Commentary

Smartphone device detects atrial fibrillation


 

References

The Food and Drug Administration cleared an algorithm for use by patients on a device that attaches to a smartphone to screen for atrial fibrillation instantly.

The AliveCor Heart Monitor attaches to the back of iPhones or Android-based smartphones. Users place fingers on the device and see information on the phone’s screen. They can log their symptoms, and the ECG reading is sent to the company’s server, so data can be accessed later.

The FDA approved the AliveCor Heart Monitor in 2013, and patients have used it since March 2014, with the device sending the ECG reading to a cardiologist or cardiac technician who would send a reply within 24 hours. In August 2014, the FDA cleared an algorithm to be used in a new, free app on the device that allows patients to get an immediate result showing whether or not they are likely to have atrial fibrillation. The company launched the app on the marketplace at the Health 2.0 fall conference in Santa Clara, Calif.

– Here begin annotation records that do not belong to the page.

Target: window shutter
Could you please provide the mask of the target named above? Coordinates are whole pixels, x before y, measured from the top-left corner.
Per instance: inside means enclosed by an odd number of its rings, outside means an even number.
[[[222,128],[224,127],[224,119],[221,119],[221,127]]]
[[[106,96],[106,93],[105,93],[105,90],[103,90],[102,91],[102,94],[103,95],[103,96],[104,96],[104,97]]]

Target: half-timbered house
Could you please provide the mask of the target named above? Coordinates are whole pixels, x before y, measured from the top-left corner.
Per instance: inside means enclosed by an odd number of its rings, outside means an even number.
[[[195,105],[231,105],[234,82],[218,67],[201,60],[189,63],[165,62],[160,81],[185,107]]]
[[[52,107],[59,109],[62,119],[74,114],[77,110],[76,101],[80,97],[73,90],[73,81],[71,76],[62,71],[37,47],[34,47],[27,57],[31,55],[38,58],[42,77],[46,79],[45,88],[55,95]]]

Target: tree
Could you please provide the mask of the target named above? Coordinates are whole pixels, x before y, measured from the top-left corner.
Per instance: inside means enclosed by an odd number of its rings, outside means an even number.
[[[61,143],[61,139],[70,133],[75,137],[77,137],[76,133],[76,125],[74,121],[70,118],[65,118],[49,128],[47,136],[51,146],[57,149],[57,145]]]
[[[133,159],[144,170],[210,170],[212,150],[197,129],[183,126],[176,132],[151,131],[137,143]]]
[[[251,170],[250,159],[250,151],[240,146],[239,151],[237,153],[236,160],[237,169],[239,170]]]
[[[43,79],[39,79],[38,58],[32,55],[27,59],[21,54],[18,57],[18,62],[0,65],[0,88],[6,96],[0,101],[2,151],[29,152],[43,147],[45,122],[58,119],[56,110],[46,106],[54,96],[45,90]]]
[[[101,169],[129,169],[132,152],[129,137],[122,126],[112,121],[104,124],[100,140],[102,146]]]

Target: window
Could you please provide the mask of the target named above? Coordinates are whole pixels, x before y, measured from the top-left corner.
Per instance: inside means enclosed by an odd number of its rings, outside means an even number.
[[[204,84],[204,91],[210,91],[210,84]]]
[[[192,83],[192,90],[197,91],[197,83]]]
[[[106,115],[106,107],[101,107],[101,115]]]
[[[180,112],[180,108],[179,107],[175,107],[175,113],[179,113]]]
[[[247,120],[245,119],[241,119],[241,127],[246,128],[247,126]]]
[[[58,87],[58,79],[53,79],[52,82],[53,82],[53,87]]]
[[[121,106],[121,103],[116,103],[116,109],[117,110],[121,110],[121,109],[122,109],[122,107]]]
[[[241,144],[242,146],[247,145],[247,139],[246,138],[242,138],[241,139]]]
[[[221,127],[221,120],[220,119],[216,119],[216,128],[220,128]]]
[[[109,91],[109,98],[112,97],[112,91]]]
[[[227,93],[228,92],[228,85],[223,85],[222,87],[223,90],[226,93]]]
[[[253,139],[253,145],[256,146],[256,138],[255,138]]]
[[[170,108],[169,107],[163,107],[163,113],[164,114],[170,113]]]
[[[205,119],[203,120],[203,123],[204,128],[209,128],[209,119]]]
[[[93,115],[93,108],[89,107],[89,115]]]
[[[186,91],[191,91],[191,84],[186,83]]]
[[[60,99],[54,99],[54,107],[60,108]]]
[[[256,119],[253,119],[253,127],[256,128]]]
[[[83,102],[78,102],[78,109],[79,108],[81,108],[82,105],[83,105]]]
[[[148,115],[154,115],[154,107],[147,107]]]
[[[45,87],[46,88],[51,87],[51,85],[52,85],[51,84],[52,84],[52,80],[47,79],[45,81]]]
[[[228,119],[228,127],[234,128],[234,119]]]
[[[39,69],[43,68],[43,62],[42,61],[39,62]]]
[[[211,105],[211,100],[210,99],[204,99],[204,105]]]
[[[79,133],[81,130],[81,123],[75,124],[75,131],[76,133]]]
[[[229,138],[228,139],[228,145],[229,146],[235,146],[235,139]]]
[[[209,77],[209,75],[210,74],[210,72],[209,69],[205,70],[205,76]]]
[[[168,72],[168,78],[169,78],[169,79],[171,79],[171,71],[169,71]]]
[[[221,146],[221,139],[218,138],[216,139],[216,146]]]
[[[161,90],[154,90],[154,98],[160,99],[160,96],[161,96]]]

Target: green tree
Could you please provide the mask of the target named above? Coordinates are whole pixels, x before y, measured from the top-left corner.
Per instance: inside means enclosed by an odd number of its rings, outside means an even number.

Validation trials have shown that the single-lead AliveCor Heart Monitor system is comparable to a conventional 12-lead ECG, Dr. Omar Dawood said in an interview at the conference. He is a clinical adviser to AliveCor, a surgeon by training who now works with technology companies. And results of two small Australian trials in clinical settings suggest that the AliveCor system is easily used on patients by pharmacists or nurses and is cost-effective.

In one study, pharmacists screened 1,000 pharmacy customers aged 65 years or older using the AliveCor system. A cardiologist read the results, and patients with suspected new atrial fibrillation were referred to general practitioners for conventional 12-lead ECG.

The AliveCor screening identified new cases of atrial fibrillation in 1.5% of patients and a 6.7% prevalence of atrial fibrillation in the cohort. The automated AliveCor algorithm was 98.5% sensitive and 91.4% specific for atrial fibrillation, reported Nicole Lowres of the University of Sydney, and her associates (Thromb. Haemost. 2014;111:1167-76). The investigators also estimated the incremental cost-effectiveness if AliveCor screening were extended into the community, with some patients receiving prescriptions for warfarin and 55% of those adhering to the medication regimen. They calculated a cost in U.S. dollars of $4,066 per quality-adjusted life-year gained and $20,695 to prevent one stroke.

Screening with the AliveCor Heart Monitor “in pharmacies with an automated algorithm is both feasible and cost-effective,” the investigators concluded.

In a separate pilot study, 88 patients seen in three general practices in Sydney were screened by a receptionist or a nurse using AliveCor before seeing the physician. The AliveCor results were transmitted to a secure website where the physician could see them during the patient’s consultation during the same visit.

The device found active atrial fibrillation in 17 patients (19%), all previously diagnosed. The general practitioners and nurses liked the system and its immediate results, but the receptionists felt uneasy doing the screening, reported Jessica Orchard, also of the university, and her associates.

“Atrial fibrillation screening in general practice is feasible,” the investigators concluded (Aust. Fam. Physician 2014;43:315-9). The AliveCor sells for $60-$199, depending on the model of smartphone.

For more on AliveCor, see our video interview with Dr. Dawood at the Health 2.0 fall conference.

AliveCor provided free devices for the studies, which were funded by scholarships from the National Heart Foundation of Australia. The investigators reported having no other financial associations with AliveCor. Some reported financial associations with BMS/Pfizer, Boehringer Ingelheim, Bayer, Servier, and AstraZeneca.